However, two decades later, progress towards sustainable development is still slow: greenhouse gas emissions, species loss and environmental degradation have increased, and the planet's natural resources are being exhausted.
Debate should focus on "the greening of growth, equity in a world of limits, and building resilience to shocks and stresses," says a study titled "Making Rio 2012 Work: Setting the stage for global economic, social and ecological renewal" by Alex Evans and David Steven.
The authors are academics with the Centre on International Cooperation (CIC) at New York University, which published the document in June.
Preliminary work on the agendas for the official and alternative conferences is advancing apace, on the part of both governments and civil society organisations. Preparatory meetings for the summit were held May 2010 and March this year at U.N. headquarters in New York.
In January and February 2012, further meetings will take place there to discuss the draft declaration to be adopted in Brazil.
Meanwhile, an international seminar was held Jun. 30- Jul. 2 in Rio de Janeiro to organise the parallel meeting, convened by the Civil Society Facilitating Committee for Rio+20.
Civil society organisations prefer to talk about greening the economy, rather than promoting a green economy. In fact, these definitions are already a cause of dissension between industrialised countries and developing nations.
"The debate on the green economy is very diverse. Latin American positions are very fragmented," said FASE's Santos, who is also a member of the Brazilian Network for Peoples' Integration (REBRIP).
Governments and social organisations from the region will plan for the Rio+20 Summit at the Regional Preparatory Meeting for Latin America and the Caribbean, to be held Sept. 7-9 at the headquarters of the Economic Commission for Latin America and the Caribbean (ECLAC) in Santiago, Chile.
The session's tentative agenda includes a report on preparations for Rio+20 and debates on progress to date and the remaining gaps in the implementation of the outcomes of the major summits on sustainable development, and the key topics of the summit, as well as analysis and approval of the regional declaration.

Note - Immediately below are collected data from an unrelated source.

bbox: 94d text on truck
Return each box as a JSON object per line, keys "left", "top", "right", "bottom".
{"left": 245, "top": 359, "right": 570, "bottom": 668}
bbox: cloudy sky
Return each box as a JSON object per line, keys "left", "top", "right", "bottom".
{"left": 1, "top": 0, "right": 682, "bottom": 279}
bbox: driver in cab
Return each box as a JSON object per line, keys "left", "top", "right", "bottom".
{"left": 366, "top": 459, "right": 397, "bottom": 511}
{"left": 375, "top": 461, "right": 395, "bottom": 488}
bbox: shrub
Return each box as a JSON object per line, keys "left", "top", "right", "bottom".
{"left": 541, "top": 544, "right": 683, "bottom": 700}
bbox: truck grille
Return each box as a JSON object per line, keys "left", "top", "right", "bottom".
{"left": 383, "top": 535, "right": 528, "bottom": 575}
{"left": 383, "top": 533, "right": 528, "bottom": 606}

"The two key challenges of sustainable development are, on the one hand, to overcome poverty and inequality, and on the other, to restore the balance of the Earth. Both goals are intrinsically linked, and one cannot be achieved without the other. Human beings and nature are at the centre of concerns for sustainable development," Arkonada said.
The World Economic and Social Survey 2011: The Great Green Technological Transformation, by the U.N. Department of Economic and Social Affairs, recommends investing 1.9 trillion dollars a year in green technologies over the next 40 years, to combat the effects of climate change.
"But the current green economy agenda lacks much real substance. To give it a harder edge, it should be focused more specifically on the issue of growth - above all, the growth path of emerging economies," Evans and Steven's study says.
It argues that "emerging economies will account for the majority of additional demand between now and 2030; they are laboratories of the future; they are the model that other developing countries want to follow; and they have the potential to force rich countries to make belated efforts to upgrade their economies."